I got my best friend in junior high interested in trains. He went train-watching with me, and he wrote away to railroads for literature (brochures, timetables). He amassed such a collection that I was envious at moments.
We went for a day’s hike along the track. Did our lunch-packing mothers know their 13-year-olds were going for a hike along the Santa Fe mainline? Did our mothers love us? It was a vastly different time, a world that kids roamed more freely than kids are allowed to roam today’s world. But I imagine we lied.
One afternoon I arrived by bicycle at my friend’s house, and he showed me the latest addition to his collection: a hefty stack of passenger train ads from National Geographic magazines of the late ’40s and early-to-mid ’50s. Even I was surprised that he had scissored them out of his father’s orderly wall of National Geographics. “Uh, you don’t think your father will mind?”
To say his father minded doesn’t begin to cover it. Apoplectic maybe approaches. Besides the aesthetics of a scissored-up National Geographic collection, there was the matter of content on the reverse side of every train ad. The Coke ad above was an innocent back side compared to many.
By the time we started high school my buddy lost interest in trains, almost as quickly as he’d become interested, and guess who got his railroad collection, including the National Geographic ads?
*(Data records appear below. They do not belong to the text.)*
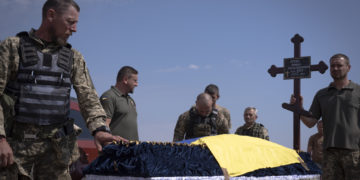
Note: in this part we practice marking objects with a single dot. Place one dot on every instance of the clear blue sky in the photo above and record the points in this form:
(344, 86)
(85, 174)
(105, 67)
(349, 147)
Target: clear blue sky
(180, 46)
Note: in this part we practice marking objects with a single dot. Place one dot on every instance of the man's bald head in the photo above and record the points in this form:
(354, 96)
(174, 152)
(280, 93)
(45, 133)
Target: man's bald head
(204, 104)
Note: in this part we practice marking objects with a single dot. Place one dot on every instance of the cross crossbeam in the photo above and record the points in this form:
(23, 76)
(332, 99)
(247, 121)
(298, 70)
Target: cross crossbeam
(297, 108)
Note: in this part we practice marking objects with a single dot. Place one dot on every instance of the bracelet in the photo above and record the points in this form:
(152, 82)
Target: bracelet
(101, 128)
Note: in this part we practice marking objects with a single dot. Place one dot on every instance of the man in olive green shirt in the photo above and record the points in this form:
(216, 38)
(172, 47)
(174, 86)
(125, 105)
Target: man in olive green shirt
(120, 108)
(339, 107)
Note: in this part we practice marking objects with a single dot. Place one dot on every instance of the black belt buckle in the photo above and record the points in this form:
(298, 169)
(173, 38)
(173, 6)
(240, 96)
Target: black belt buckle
(30, 136)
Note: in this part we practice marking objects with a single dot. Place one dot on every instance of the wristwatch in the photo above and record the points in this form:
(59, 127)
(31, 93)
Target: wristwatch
(101, 128)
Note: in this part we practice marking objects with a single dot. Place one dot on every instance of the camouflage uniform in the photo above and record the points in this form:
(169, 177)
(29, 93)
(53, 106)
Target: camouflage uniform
(46, 155)
(256, 130)
(184, 125)
(225, 112)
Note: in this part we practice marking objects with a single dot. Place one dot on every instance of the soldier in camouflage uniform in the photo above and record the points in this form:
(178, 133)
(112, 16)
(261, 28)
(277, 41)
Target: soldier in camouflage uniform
(213, 91)
(37, 137)
(251, 128)
(201, 120)
(339, 107)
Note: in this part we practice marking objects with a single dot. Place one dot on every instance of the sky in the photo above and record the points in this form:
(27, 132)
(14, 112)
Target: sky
(181, 46)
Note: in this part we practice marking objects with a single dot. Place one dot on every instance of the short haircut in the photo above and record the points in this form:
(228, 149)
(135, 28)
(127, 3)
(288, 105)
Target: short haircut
(339, 55)
(60, 6)
(251, 108)
(203, 99)
(125, 71)
(212, 89)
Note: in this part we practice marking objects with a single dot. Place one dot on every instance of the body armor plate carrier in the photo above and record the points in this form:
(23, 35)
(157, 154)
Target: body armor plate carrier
(43, 85)
(201, 126)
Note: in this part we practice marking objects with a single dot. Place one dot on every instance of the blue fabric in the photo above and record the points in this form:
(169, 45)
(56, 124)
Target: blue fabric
(154, 160)
(188, 141)
(168, 159)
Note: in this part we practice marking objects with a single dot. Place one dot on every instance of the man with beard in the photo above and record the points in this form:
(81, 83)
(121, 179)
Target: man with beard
(339, 106)
(37, 70)
(120, 108)
(201, 120)
(251, 128)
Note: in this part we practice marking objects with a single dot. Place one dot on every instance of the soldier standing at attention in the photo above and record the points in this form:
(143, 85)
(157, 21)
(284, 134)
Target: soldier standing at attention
(120, 108)
(251, 128)
(339, 107)
(37, 69)
(213, 91)
(201, 120)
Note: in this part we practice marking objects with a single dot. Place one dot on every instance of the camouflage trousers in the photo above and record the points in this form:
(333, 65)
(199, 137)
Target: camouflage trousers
(341, 164)
(38, 157)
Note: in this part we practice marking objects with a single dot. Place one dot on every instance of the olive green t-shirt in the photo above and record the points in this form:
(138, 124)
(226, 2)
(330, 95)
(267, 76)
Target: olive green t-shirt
(340, 112)
(121, 109)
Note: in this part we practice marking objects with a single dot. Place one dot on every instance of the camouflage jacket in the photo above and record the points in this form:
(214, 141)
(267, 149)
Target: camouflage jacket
(89, 103)
(197, 130)
(257, 130)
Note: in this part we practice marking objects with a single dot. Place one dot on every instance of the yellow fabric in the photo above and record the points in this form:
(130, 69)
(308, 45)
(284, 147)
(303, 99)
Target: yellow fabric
(242, 154)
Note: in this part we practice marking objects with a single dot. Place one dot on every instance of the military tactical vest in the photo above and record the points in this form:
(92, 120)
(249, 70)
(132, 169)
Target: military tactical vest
(43, 85)
(199, 126)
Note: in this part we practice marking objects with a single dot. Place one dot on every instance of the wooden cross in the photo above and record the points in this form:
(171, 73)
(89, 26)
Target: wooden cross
(296, 108)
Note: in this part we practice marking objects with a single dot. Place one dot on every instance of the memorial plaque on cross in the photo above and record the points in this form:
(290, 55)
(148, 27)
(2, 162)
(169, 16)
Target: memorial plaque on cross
(297, 68)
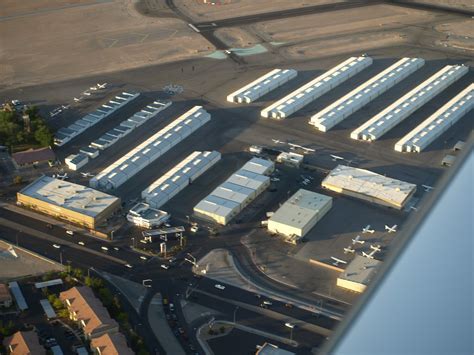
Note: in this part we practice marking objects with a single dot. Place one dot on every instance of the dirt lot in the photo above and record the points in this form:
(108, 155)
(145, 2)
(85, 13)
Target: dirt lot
(26, 264)
(199, 11)
(64, 39)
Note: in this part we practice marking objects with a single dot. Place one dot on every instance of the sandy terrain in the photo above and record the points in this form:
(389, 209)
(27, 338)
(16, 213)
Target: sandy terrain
(71, 39)
(199, 11)
(26, 264)
(349, 22)
(236, 37)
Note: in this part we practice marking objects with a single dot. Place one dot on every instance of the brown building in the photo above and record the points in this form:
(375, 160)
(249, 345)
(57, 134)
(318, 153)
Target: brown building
(88, 311)
(111, 344)
(5, 296)
(68, 201)
(24, 343)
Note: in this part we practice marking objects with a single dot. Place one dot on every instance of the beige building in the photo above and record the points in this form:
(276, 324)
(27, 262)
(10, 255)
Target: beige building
(68, 201)
(111, 344)
(358, 273)
(299, 214)
(5, 296)
(24, 343)
(369, 186)
(88, 311)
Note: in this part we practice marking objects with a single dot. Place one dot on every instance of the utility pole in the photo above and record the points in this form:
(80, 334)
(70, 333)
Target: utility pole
(235, 312)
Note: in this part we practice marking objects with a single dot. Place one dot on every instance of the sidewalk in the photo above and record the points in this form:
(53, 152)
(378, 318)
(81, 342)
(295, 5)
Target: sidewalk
(160, 327)
(56, 240)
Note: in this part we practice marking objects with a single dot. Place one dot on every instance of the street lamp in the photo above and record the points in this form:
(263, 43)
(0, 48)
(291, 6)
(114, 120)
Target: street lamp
(291, 326)
(235, 312)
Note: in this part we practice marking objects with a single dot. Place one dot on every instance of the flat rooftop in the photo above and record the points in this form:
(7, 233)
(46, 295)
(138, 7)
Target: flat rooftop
(68, 195)
(368, 183)
(360, 270)
(300, 208)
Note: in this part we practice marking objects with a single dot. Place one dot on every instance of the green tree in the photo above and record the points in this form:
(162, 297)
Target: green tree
(43, 136)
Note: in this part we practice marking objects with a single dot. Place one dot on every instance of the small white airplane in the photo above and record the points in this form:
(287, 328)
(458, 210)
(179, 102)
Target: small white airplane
(357, 240)
(349, 250)
(336, 157)
(375, 248)
(370, 255)
(427, 188)
(391, 229)
(367, 229)
(337, 261)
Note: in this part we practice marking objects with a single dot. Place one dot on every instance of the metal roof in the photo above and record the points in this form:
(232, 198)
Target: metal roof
(316, 87)
(248, 179)
(92, 118)
(68, 195)
(217, 206)
(300, 208)
(365, 182)
(262, 85)
(159, 143)
(438, 123)
(395, 113)
(365, 93)
(360, 270)
(259, 166)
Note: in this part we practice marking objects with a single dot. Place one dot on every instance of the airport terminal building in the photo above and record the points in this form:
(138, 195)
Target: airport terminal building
(68, 201)
(299, 214)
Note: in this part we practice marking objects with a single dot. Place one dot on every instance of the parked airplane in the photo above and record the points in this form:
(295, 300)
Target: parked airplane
(375, 248)
(62, 177)
(349, 250)
(367, 229)
(357, 240)
(391, 229)
(337, 261)
(336, 157)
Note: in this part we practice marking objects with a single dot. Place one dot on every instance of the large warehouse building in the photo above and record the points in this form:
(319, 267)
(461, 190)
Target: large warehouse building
(369, 186)
(299, 214)
(358, 274)
(233, 195)
(68, 201)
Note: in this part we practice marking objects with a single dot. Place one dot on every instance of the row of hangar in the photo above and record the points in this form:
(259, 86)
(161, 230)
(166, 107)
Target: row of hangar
(77, 161)
(415, 141)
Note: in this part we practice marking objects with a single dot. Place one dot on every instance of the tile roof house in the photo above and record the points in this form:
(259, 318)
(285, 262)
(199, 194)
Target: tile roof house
(88, 311)
(24, 343)
(111, 344)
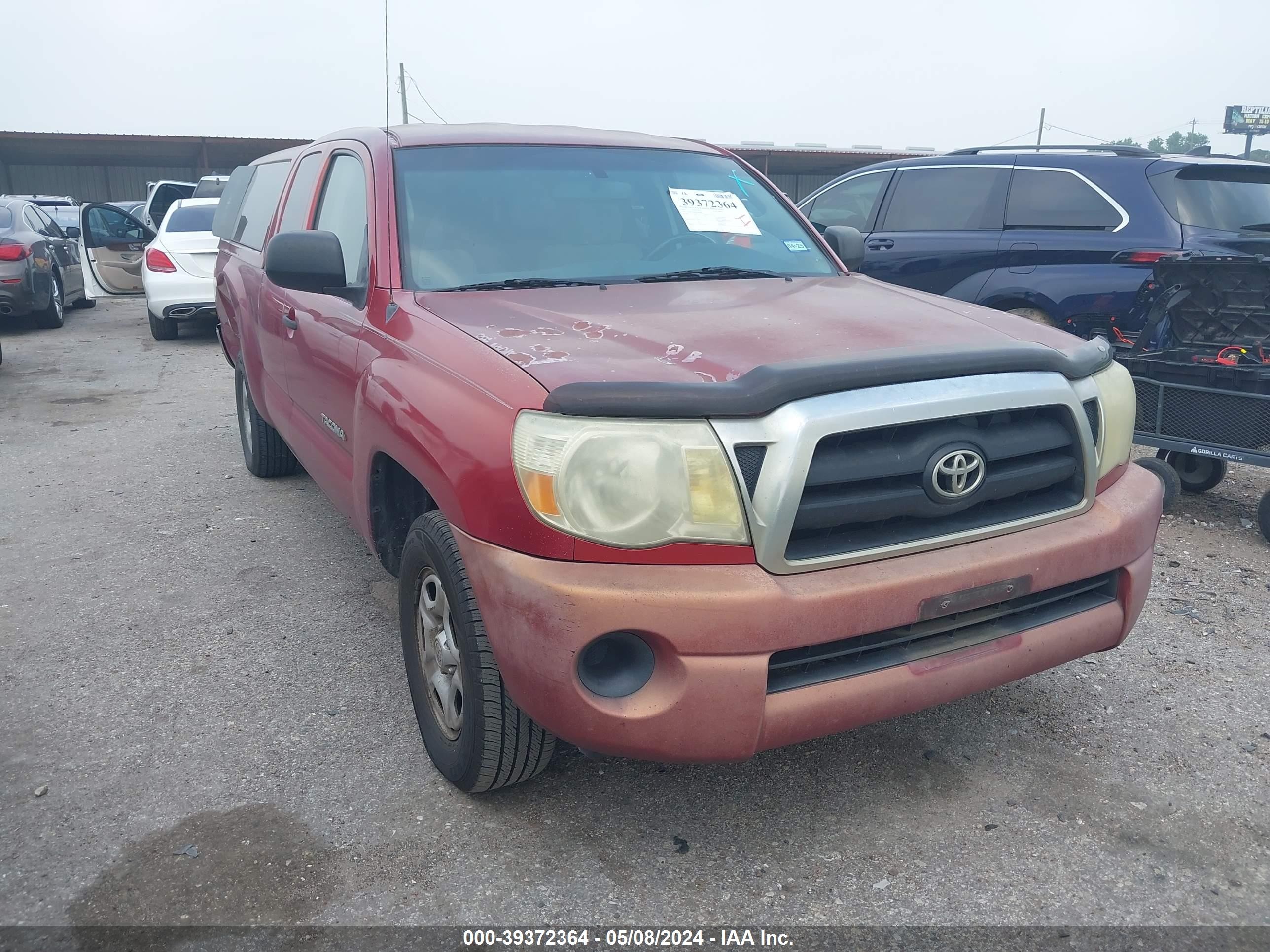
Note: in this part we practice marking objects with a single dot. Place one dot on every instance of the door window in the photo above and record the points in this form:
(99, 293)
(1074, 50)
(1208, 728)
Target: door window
(1042, 199)
(164, 196)
(259, 204)
(852, 202)
(948, 200)
(47, 226)
(342, 210)
(295, 212)
(112, 226)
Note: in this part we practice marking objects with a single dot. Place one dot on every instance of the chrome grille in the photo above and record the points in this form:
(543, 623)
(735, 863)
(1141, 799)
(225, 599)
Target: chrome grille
(841, 477)
(868, 489)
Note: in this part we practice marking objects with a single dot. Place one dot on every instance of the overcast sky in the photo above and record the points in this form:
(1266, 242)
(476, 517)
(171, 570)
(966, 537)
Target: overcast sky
(892, 74)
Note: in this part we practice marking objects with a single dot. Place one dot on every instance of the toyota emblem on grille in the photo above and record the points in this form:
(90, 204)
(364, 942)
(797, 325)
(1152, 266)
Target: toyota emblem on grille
(957, 474)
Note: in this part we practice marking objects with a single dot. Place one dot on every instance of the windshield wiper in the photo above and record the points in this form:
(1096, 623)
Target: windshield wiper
(713, 272)
(513, 283)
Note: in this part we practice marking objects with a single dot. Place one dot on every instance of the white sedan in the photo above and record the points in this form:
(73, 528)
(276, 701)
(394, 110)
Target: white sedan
(179, 267)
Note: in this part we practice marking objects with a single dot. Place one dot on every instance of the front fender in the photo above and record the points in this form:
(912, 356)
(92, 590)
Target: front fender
(446, 417)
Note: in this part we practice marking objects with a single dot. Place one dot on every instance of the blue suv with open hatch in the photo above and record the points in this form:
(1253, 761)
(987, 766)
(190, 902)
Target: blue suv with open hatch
(1064, 235)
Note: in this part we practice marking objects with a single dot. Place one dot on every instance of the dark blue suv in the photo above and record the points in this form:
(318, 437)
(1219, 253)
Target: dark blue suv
(1064, 235)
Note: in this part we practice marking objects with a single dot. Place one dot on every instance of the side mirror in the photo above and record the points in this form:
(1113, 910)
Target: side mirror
(307, 261)
(849, 244)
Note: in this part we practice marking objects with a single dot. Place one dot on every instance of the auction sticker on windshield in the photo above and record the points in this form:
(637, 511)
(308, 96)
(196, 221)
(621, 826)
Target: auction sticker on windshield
(713, 211)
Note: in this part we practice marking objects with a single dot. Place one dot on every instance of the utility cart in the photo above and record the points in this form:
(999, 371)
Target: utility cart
(1202, 371)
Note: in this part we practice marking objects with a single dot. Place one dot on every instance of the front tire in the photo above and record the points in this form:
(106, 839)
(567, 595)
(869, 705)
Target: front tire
(1198, 474)
(55, 314)
(474, 733)
(1167, 475)
(265, 451)
(162, 328)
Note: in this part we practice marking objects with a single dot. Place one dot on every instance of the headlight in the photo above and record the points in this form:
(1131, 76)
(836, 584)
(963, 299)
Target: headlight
(1119, 406)
(628, 483)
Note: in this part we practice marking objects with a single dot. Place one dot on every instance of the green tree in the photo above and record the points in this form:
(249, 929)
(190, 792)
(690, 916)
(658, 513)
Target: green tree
(1178, 142)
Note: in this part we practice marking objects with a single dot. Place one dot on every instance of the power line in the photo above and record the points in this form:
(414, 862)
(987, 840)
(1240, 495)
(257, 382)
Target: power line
(424, 100)
(1013, 139)
(1083, 135)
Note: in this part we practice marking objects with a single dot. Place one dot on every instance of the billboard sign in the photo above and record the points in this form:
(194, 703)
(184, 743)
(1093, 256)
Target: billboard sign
(1247, 120)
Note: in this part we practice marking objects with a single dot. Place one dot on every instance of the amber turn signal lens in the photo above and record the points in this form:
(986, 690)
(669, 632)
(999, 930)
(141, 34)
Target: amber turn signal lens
(540, 490)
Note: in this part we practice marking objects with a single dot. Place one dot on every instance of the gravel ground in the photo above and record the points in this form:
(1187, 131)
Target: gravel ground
(193, 657)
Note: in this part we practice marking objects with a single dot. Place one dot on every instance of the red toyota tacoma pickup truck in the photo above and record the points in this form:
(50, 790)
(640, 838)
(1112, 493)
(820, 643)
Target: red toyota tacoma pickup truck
(657, 473)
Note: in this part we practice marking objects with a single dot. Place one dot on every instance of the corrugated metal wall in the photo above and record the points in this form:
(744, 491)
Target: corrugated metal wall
(798, 187)
(97, 183)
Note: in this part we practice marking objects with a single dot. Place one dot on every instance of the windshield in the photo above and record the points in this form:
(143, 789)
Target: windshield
(471, 215)
(1222, 197)
(196, 219)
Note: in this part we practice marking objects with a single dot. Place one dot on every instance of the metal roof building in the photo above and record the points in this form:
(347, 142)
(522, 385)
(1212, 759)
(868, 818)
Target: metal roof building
(801, 169)
(107, 168)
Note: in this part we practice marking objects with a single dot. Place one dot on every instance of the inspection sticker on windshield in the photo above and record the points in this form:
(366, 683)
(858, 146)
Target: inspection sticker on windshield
(713, 211)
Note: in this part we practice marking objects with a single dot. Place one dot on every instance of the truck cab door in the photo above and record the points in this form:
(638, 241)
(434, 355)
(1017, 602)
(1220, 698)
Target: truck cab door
(940, 229)
(112, 250)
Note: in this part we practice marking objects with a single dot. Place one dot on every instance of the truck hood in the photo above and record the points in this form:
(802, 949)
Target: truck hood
(717, 331)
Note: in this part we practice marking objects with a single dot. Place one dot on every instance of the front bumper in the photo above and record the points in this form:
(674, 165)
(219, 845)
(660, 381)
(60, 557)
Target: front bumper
(714, 627)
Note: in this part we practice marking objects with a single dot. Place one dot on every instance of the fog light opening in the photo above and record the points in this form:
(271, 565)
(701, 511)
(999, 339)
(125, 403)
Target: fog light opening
(616, 664)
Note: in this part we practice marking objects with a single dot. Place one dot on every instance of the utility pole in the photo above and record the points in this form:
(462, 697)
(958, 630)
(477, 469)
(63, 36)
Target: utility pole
(406, 113)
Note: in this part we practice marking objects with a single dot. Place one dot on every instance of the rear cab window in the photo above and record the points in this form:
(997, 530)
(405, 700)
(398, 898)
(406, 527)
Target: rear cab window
(300, 197)
(197, 219)
(1053, 199)
(952, 199)
(1218, 197)
(246, 220)
(852, 202)
(232, 201)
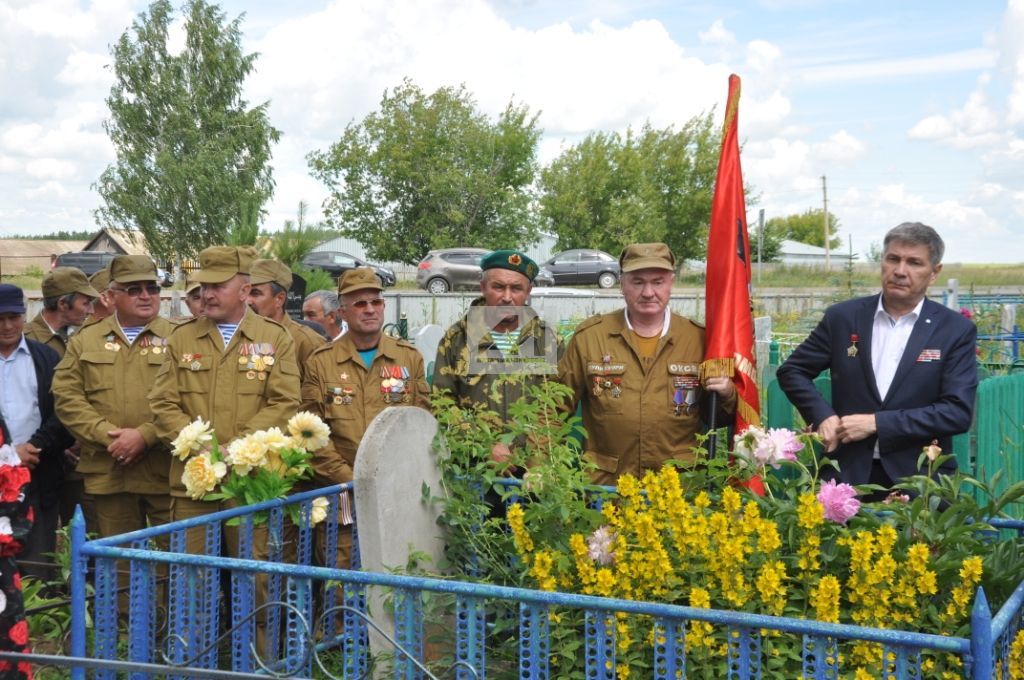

I paid for them in a way, however, because my best friend also lost interest in me. Like trains, I had come and gone. I never knew why. I suspect he had taken stock of himself and of me and decided he could increase his stock by losing me. I was a late-bloomer, naïve, never giving a thought to how others saw me. Until college. In sophomore year it hit me like a physical blow to the stomach. But I caught my breath and, among 20,000 anonymous commuter students at Cal State Fullerton, found I could move in and out of small groups and invent and re-invent myself, something I couldn’t have done in high school even if I’d known to want to. In college I discovered the importance of “losing” people and lost a few, who no doubt wondered why. I couldn’t have told them that I’d decided my platonic friendships with girls were wrong, just as my friendships with boys who weren’t desperate to eat out as many girls as they could were wrong. I needed to move toward a wife. I didn’t want to grow old–certainly not reach thirty–and have people asking themselves why I wasn’t married.